The stories are drawn from the vast repository of Chinese history and folklore. Although certain well-known stories are included in a canon that all troupes know how to perform, the exact repertoire varies from troupe to troupe. Kim Giak Low Choon has a repertoire of about 60 plays.
“There are tragedies and comedies, sweeping war epics and private laments, from mystical stories of fox spirits and dragon princesses to cynical, hard-nosed ones more grounded in reality, such as court cases or political intrigue. Then there are stories based on legendary myths, classic literature, or historical accounts,” she says.
Kim Giak Low Choon Teochew Puppet Troupe has even performed overseas, in Singapore, Thailand and Taiwan. Audiences are always delighted and intrigued to encounter this relatively rare art form.
Ling is also passionate about passing down the knowledge of Teochew Puppetry to the next generation. Since establishing Teochew Puppet and Opera House, she has been approached by amateur enthusiasts of Teochew opera who are eager to study under her. Several of the troupe’s more recent shows have featured some of her students in both supporting and main roles.
“I’ve always stressed that the most important thing for the continuation of this art form is engagement with the public, particularly with the young. One of the problems facing traditional art as a whole is an ageing fan base,” explains Ling. “As long as there are young people interested, Teochew puppet opera will continue to prosper. To this end, I have tried to expose the younger generation to this art form through social media as well as broaden our appeal by providing English and Chinese subtitles for my shows.”
CELESTIAL FOX SPIRITS AND MELANCHOLY GHOSTS
This evening, Pusaka Evenings at Publika presents Teochew Puppetry performance for the public, featuring the Kim Giak Low Choon Teochew Puppetry Troupe. The performance will be preceded by a talk by Ling.
Tonight’s show is The Love Of The Celestial Fox, which has its origins in Pu Songling’s 17th century collection of stories, Strange Tales From Liaozhai. These stories are replete with fox spirits and melancholy ghosts, both of which are present in the story that will be performed.
The Love Of The Celestial Fox is about a thousand-year-old fox spirit named Lotus, who descends to the human realm and meets a mortal man named Sangsheng. The two fall in love.
Sangsheng had been betrothed before, but his betrothed, Li Wan, had passed away before the wedding. Returning to Sangsheng under another guise, Li Wan’s spirit inhabits an embroidered slipper. There, she competes with Lotus for Sangsheng’s affections in a series of escalating antics. It all comes to a head when Lotus’ true form is revealed.

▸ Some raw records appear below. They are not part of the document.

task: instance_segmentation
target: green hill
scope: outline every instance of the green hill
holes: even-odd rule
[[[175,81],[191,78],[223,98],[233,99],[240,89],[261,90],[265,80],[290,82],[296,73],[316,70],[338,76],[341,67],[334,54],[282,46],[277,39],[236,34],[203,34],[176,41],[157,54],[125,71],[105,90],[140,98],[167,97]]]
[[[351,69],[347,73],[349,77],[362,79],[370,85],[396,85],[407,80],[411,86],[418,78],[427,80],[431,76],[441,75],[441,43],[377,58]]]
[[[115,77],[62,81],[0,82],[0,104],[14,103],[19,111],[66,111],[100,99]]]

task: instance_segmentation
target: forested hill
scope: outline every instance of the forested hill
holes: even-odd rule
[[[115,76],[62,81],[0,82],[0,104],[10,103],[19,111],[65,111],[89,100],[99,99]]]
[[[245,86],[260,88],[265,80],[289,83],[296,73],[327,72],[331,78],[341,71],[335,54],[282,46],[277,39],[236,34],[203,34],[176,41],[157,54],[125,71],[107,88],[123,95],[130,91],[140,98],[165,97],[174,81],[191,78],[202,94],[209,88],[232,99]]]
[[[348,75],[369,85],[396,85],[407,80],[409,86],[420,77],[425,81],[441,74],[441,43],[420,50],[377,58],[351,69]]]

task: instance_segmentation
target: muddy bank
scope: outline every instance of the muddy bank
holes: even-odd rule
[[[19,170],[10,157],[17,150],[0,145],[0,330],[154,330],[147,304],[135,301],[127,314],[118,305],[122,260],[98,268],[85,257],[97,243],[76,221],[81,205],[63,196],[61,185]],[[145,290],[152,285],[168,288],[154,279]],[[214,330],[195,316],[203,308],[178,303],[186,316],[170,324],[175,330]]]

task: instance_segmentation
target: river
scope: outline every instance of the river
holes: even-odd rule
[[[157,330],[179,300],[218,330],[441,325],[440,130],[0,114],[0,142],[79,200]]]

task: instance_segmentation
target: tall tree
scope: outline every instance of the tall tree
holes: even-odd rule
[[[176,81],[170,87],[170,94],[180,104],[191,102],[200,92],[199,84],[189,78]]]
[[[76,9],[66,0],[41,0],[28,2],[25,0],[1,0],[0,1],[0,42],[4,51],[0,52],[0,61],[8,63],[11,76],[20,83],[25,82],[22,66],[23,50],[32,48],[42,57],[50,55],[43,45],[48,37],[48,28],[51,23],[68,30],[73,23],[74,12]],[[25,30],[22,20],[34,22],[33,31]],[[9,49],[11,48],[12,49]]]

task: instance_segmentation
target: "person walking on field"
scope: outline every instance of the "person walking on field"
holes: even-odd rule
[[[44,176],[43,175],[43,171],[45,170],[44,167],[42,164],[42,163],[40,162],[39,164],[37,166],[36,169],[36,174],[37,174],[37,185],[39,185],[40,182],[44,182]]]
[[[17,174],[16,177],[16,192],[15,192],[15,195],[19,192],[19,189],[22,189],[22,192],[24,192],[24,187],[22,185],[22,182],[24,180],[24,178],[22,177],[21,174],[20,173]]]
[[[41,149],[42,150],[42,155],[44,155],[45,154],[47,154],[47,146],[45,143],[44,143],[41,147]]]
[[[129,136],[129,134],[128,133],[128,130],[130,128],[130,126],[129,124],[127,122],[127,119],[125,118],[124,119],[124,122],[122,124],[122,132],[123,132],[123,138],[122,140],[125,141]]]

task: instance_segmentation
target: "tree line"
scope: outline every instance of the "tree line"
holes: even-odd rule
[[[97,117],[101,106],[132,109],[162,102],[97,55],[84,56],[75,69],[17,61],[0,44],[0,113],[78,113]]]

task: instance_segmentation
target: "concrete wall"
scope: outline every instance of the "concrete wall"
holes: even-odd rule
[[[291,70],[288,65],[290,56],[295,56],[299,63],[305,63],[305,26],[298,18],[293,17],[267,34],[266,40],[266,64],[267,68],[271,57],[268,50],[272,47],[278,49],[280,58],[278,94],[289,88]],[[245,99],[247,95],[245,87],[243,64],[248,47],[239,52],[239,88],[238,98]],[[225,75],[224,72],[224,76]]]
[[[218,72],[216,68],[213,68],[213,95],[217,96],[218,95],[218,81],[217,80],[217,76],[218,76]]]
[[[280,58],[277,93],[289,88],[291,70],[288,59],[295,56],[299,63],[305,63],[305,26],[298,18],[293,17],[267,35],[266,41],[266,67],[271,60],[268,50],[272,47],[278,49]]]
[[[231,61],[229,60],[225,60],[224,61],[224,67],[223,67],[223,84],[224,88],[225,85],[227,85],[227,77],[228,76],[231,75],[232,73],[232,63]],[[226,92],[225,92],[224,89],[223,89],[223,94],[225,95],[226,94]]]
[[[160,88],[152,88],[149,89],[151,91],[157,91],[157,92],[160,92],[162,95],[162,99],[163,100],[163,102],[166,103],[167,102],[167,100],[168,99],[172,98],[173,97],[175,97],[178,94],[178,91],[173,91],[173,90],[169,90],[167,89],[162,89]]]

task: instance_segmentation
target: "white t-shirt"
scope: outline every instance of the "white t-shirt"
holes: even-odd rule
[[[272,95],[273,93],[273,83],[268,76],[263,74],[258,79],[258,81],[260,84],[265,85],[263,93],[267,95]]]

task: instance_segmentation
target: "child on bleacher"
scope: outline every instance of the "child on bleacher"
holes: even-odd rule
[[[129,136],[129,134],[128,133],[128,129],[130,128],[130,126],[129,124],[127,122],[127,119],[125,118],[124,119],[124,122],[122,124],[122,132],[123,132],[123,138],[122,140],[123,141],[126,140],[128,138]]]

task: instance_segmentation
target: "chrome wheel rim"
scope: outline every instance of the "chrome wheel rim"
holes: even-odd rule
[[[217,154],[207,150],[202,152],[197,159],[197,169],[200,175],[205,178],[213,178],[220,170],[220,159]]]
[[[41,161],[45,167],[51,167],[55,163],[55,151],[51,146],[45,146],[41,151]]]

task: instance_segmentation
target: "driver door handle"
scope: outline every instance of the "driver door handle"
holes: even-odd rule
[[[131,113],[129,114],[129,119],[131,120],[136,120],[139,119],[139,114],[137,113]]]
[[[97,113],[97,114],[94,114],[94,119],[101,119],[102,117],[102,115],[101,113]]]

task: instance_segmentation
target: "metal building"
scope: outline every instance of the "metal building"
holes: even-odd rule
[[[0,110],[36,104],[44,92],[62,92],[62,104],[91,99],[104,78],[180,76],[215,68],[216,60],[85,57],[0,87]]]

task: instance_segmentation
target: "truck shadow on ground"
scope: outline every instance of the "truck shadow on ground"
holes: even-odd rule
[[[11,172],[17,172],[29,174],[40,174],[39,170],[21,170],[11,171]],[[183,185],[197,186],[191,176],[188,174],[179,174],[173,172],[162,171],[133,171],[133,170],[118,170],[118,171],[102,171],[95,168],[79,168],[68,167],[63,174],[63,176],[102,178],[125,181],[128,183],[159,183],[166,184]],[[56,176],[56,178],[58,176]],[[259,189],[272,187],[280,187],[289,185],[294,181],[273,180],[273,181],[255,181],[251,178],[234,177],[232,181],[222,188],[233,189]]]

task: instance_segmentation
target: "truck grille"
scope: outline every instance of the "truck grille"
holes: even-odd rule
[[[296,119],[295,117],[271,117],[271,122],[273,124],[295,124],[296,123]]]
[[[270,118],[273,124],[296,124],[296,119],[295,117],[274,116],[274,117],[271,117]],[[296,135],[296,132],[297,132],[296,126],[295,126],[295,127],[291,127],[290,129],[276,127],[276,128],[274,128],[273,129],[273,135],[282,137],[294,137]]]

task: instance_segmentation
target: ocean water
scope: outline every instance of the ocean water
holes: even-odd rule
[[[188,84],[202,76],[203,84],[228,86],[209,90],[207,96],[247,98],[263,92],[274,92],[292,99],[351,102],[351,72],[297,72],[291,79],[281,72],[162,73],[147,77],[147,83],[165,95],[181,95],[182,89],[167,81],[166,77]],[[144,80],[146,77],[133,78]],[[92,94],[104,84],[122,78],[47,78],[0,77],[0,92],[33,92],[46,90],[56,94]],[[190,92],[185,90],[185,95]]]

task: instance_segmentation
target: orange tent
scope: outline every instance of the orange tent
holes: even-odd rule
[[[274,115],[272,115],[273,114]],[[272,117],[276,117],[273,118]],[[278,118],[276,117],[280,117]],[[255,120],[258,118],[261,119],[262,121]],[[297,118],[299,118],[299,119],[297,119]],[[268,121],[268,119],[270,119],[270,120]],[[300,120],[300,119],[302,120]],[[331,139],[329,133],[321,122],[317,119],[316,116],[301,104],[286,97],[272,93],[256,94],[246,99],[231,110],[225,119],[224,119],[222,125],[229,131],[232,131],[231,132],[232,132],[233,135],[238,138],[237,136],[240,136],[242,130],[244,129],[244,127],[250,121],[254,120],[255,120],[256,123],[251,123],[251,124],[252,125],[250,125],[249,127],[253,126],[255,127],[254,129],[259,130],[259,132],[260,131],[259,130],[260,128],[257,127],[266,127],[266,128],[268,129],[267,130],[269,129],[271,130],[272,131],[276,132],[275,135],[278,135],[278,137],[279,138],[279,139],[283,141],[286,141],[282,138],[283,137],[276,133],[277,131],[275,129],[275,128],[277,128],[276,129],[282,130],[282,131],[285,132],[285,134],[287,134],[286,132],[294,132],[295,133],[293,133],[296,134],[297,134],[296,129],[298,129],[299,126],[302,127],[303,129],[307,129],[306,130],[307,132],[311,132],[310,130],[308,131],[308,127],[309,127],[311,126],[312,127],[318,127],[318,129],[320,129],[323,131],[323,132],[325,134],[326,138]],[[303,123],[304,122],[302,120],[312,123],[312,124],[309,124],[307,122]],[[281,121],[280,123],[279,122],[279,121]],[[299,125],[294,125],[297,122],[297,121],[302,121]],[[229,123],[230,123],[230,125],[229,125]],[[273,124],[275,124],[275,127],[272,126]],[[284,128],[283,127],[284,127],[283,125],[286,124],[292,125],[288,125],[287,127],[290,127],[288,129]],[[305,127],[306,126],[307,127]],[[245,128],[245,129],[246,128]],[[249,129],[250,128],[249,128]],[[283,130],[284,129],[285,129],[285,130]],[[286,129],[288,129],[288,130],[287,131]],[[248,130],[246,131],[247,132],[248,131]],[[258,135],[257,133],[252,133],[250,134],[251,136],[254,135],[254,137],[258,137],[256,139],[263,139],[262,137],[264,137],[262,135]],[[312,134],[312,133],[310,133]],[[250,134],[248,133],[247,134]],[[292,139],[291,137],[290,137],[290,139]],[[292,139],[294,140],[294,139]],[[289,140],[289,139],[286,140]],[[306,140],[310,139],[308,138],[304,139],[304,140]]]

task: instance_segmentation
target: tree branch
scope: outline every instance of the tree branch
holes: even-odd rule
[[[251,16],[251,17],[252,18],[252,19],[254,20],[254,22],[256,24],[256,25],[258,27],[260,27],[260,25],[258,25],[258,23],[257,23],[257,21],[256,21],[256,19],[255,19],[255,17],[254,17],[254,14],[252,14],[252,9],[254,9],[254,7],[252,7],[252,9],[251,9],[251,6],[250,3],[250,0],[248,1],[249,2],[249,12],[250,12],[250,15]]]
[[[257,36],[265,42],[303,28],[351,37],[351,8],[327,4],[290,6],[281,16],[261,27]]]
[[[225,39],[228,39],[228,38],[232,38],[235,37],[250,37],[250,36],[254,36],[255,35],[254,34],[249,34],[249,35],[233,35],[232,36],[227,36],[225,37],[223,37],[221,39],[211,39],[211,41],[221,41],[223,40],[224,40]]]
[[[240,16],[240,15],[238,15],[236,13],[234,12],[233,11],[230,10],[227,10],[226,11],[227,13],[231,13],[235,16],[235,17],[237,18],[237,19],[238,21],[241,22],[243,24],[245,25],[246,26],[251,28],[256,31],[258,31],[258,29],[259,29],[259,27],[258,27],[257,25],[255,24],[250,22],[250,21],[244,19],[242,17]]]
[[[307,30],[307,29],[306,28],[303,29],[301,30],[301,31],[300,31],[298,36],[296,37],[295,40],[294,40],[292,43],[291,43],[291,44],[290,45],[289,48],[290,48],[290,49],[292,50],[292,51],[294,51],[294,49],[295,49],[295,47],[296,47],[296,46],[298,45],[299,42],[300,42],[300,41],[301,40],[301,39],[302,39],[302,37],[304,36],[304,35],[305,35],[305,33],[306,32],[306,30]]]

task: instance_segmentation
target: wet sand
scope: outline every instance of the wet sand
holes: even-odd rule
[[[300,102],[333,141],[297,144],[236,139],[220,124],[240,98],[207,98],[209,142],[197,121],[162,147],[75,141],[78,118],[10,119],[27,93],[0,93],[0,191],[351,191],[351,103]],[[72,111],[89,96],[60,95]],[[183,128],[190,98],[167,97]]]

Lotus agrees to leave, but when Sangsheng falls gravely ill, Li Wan begs Lotus for help. Seeing Li Wan’s love for Sangsheng, Lotus appeals to the Divine High Sage of Virtue and Guanyin Bodhisattva
to save Sangsheng, as
well as to reincarnate the spirit of Li Wan in a new body, so that the two can be together again. After her noble deed, Lotus leaves the mortal realm for good to continue
her ascension of full divinity.
For all those interested in the art of puppetry and storytelling, and in the diverse cultural heritage of Malaysia, this is a performance not to be missed.